In the proceedings below, North Broward sued State Farm for breach of contract for personal injury protection (“PIP”) benefits. State Farm filed motions for final summary judgment pursuant to section 627.736(5)(b)1.c., Florida Statutes. In support thereof, State Farm relied on the deposition of Dr. Frank DiBlase (“Dr. DiBlase”). In opposition, North Broward filed cross motions for summary judgment and relied on the affidavit of Ms. Antoinette Surin (“Ms. Surin”). The trial court granted final summary judgment in favor of State Farm, relying on Chiropractic One, Inc. v. State Farm Mutual Automobile Insurance Company, 92 So. 3d 871 (Fla. 5th DCA 2012) [37 Fla. L. Weekly D1565a].
On appeal, North Broward asserts that the trial court erred in granting final summary judgment in favor of State Farm because State Farm failed to satisfy its burden on summary judgment. Specifically, North Broward asserts that issues of material fact precluded summary judgment. North Broward further asserts that the trial court’s reliance on Chiropractic One, Inc. was misplaced. See Id. This Court reviews an order granting summary judgment de novo.
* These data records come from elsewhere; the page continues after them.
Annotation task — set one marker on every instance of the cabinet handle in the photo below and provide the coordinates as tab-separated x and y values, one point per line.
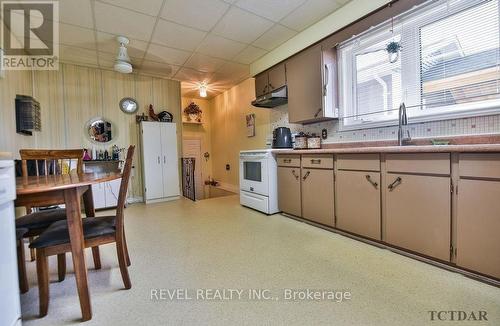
393	185
369	178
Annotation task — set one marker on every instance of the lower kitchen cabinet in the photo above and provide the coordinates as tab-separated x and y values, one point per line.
358	203
289	190
317	195
478	225
418	214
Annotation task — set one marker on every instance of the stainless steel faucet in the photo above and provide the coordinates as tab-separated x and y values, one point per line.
403	121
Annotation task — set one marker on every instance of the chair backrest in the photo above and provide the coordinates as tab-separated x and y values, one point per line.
122	196
50	161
State Farm Florida Ins. Co. v. Lime Bay Condominium, Inc., 187 So. 3d 932, 934 (Fla. 4th DCA 2016) [41 Fla. L. Weekly D730a].
This Court finds that the trial court erred in granting final summary judgment in favor of State Farm because issues of material fact preclude summary judgment, and the trial court’s reliance on Chiropractic One, Inc. was misplaced. Specifically, Dr. DiBlase’s deposition testimony does not eliminate an issue of fact as to whether North Broward knowingly submitted false or misleading statements. Moreover, Ms. Surin’s testimony supports North Broward’s position that it did not submit its bills to State Farm with the knowledge that its bills contained the incorrect treating physician’s name. Therefore, a material issue of fact exists.
Accordingly, the final judgments in favor of State Farm are hereby REVERSED, and these cases are REMANDED to the county court for further proceedings consistent with this Opinion. North Broward’s Motions for Appellate Attorney’s Fees are hereby GRANTED contingent upon North Broward prevailing with a final judgment. State Farm’s Motion for Attorney’s Fees is hereby DENIED. (MURPHY, PERLMAN and LEVENSON, JJ., concur.)